Récits de Maputo - Jeux Africains 2011

par Carole Fuchs

 

Les galleries photos de la compétition se trouvent ici.

 

Dimanche 11 - Jour 1

Belle pagaille au triple saut féminin

 

Les journalistes souffrent beaucoup de la désorganisation ambiante au stade de Zimpeto, aucun résultat n'est arrivé jusqu'en salle de presse durant la journée. Malheureusement les athlètes aussi en font les frais.

 

Arrivée dans la zone du triple saut pour m'enquérir de l'évolution du concours, je trouve les entraîneurs et officiels algériens très remontés. "Mais ce n'est pas possible. Les juges ont mesuré un saut d'une athlète nigériane à 14.47m, elle n'a jamais sauté cette distance, elle leur a dit elle-même, mais les juges ne veulent rien changer". Quelques minutes plus tard, c'est la pagaille sur la piste. Le concours sera interrompu pendant plus de 15 minutes de palabres, mais chaque camp campe sur ses positions.

 

Il n'y a pas de panneau d'affichage. Résultat: personne n'arrive à suivre le concours, ni le public, ni les athlètes qui ne savent pas où se situent leurs adversaires. L'algérienne Baya Rahouli, favorite de l'épreuve après sa 8e place aux championnats du monde de Daegu a mordu ses 2 premiers sauts. Elle demande à voir la feuille des résultats et voit un saut à 14.47m pour une des concurrentes. Stupeur! Elle se tourne aussitôt vers son entraîneur pour savoir si une des participantes a effectivement réalisé une telle performance - Non. Puis vers les autres filles qui semblent aussi surprises qu'elle. La Nigériane Otonye Iworima, que ce résultat place de facto en tête de concours, va expliquer aux juges qu'il n'est vraiment pas possible qu'elle ait sauté aussi loin.

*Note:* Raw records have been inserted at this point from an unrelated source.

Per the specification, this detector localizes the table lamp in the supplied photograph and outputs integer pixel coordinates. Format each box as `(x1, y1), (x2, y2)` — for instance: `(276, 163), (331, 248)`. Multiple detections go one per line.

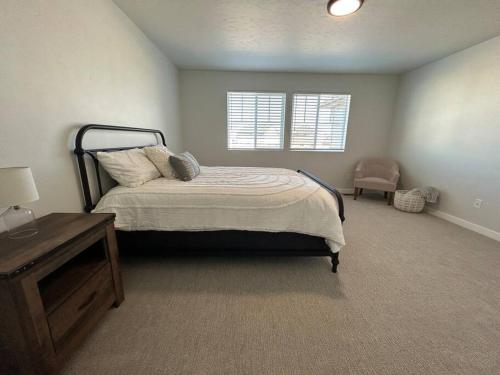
(0, 167), (38, 239)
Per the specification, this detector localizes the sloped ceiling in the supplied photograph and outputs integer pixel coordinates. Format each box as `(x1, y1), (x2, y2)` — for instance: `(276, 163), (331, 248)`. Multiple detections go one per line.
(115, 0), (500, 73)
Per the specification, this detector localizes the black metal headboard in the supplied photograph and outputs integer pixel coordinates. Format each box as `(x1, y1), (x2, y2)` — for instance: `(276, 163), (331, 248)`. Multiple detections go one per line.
(75, 124), (167, 212)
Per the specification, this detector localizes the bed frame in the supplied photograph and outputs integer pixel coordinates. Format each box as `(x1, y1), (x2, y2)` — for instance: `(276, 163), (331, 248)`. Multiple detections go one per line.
(74, 124), (345, 272)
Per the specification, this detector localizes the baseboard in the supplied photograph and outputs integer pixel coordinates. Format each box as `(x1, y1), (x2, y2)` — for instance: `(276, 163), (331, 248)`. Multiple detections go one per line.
(337, 188), (354, 195)
(425, 208), (500, 241)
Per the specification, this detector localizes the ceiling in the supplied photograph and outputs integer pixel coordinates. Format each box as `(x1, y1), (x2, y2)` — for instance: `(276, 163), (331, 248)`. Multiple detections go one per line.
(115, 0), (500, 73)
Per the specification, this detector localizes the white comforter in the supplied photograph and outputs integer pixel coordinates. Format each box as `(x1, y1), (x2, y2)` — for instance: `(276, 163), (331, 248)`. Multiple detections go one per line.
(93, 167), (345, 252)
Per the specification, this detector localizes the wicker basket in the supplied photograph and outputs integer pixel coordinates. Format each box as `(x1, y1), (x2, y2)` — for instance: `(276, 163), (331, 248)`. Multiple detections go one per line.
(394, 190), (425, 212)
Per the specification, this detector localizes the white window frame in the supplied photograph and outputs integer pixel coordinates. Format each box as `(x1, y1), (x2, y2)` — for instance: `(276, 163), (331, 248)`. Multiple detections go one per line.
(289, 92), (352, 152)
(226, 90), (287, 151)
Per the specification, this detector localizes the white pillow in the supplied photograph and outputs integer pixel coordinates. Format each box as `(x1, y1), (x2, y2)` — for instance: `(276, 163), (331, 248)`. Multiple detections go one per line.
(97, 148), (160, 187)
(144, 145), (176, 180)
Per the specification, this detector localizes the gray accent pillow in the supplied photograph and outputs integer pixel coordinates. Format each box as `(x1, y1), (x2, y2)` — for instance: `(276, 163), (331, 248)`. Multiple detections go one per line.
(168, 151), (200, 181)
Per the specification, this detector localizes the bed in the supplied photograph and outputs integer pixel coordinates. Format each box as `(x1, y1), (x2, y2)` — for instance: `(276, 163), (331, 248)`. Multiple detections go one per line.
(75, 124), (345, 272)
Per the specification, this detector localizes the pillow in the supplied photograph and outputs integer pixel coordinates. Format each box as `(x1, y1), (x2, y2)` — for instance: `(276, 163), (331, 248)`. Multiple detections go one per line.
(144, 145), (175, 180)
(97, 148), (161, 187)
(168, 152), (200, 181)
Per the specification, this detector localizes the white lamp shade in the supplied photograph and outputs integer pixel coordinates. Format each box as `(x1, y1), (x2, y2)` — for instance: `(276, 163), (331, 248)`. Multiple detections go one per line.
(0, 167), (38, 207)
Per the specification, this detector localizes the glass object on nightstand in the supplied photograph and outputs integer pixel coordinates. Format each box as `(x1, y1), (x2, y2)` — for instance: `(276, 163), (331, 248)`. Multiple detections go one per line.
(0, 167), (38, 239)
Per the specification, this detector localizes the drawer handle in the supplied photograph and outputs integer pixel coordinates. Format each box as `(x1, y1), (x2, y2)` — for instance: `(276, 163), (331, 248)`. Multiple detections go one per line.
(78, 292), (97, 311)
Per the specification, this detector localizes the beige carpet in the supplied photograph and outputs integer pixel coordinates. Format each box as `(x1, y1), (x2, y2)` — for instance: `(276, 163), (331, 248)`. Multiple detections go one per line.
(64, 197), (500, 375)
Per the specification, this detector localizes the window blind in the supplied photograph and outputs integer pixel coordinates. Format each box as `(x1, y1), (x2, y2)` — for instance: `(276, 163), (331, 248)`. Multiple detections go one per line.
(227, 92), (286, 150)
(290, 94), (351, 151)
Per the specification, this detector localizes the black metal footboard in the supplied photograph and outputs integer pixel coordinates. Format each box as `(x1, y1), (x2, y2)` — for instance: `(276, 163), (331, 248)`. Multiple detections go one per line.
(297, 169), (345, 223)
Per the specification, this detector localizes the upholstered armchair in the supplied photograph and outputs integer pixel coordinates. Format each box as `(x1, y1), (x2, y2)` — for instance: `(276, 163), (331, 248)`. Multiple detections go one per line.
(354, 158), (399, 205)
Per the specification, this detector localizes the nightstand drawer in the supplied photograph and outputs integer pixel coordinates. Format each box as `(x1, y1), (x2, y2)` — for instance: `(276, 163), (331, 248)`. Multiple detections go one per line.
(47, 263), (114, 348)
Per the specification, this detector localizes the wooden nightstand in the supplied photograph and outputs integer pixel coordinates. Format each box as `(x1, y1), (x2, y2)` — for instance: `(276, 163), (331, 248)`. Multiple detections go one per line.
(0, 213), (124, 375)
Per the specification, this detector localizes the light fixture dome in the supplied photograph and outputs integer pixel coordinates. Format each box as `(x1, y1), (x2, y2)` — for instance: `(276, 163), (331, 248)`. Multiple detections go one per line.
(326, 0), (364, 17)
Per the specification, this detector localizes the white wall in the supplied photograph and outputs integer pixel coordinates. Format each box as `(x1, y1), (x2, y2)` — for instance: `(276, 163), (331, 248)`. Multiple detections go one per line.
(179, 70), (398, 188)
(391, 37), (500, 232)
(0, 0), (181, 216)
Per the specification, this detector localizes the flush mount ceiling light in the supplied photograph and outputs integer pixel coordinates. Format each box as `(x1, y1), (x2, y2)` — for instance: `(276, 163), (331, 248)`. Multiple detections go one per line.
(326, 0), (364, 17)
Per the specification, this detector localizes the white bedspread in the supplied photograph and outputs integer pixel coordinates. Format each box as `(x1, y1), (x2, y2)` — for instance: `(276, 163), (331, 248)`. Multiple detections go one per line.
(93, 167), (345, 252)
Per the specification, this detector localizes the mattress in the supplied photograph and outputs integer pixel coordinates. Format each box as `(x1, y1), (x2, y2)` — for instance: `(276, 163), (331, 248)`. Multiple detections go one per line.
(92, 167), (345, 252)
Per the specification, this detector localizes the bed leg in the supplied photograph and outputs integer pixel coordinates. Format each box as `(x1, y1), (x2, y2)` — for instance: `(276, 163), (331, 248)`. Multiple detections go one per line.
(330, 252), (339, 273)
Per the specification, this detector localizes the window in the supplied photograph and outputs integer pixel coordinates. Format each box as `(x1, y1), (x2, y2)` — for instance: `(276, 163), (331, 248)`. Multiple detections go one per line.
(227, 92), (286, 150)
(290, 94), (351, 151)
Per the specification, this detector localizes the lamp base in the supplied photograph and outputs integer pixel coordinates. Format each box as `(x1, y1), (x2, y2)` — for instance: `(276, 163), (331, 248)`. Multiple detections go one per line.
(1, 206), (38, 239)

Mais les juges ne l'écoutent pas. Il y en a même un qui aurait dit "Mais si vous avez sauté 14.47m, vous avez juste oublié". Devant cette obstination, des officiels algériens descendent sur la piste pour parlementer avec les juges. "Vous savez, il faut agir de cette manière, me dira l'un d'entre eux, autrement le résultat sera validé et on ne pourra plus rien changer". La situation s'enlise, le concours est interrompu. Les discussions n'aboutissent pas, le chef des juges indique aux  officiels algériens de déposer réclamation à l'issue du concours. 

 

Certaines athlètes prennent leur mal en patience, d'autres fulminent. Fatiguée de ne pas arriver à se faire entendre par les juges, Baya Rahouli dit: "Je suis vidée, j'ai l'impression qu'ils donnent n'importe quelle mesure aux athlètes". Elle arrivera cependant à se remobiliser dans la 2e partie du concours progressant respectivement à 13.54m, 13.97m puis 14.02m à son dernier essai, le seul saut au-dessus de 14m du concours. A la réception du 4e ou 5e essai d'Iworima, les membres de la délégation algérienne, venus en nombres soutenir Rahouli, laissent échapper leur frustration à l'égard des juges en chantant à tue-tête "Fifteen meters, fifteen meters".

 

Le concours se termine dans l'incertitude, les juges semblent finalement corriger la performance erronée à l'issue du concours, mais sans certitude, les officiels algériens vont déposer réclamation. Les fédérations sénégalaise, ougandaise et nigériane (toutes celles potentiellement concernées pas une médaille) ont fait de même.

 

Dans tous les cas, il en reste un goût amer. "C'est un peu déprimant" déclare Otonye Iworima qui si son saut à 14.47m n'est pas validé, se retrouve en dehors du podium, sans pouvoir savoir quelle aurait été la mesure exacte de celui-ci. Baya Rahouli dira: "C'est l'Afrique, on sait en venant que l'organisation ne sera pas fameuse, mais ce qu'on voulait, c'est une compétition honnête". Son entraîneur Mohamed Hocine d'opiner: "cette histoire fait du mal à l'athlétisme africain, après ça comment voulez-vous demander aux représentants de l'élite africaine de venir concourir sur le continent ?".

 

Mise à jour du 12/09/2011: le jury d'appel de la CAA a décidé d'annuler les résultats du concours et de le réorganiser le 15 septembre...  une mauvaise nouvelle sans doute pour l'ougandaise Sarah Nambawa, qui apparaissait visiblement blessée dimanche.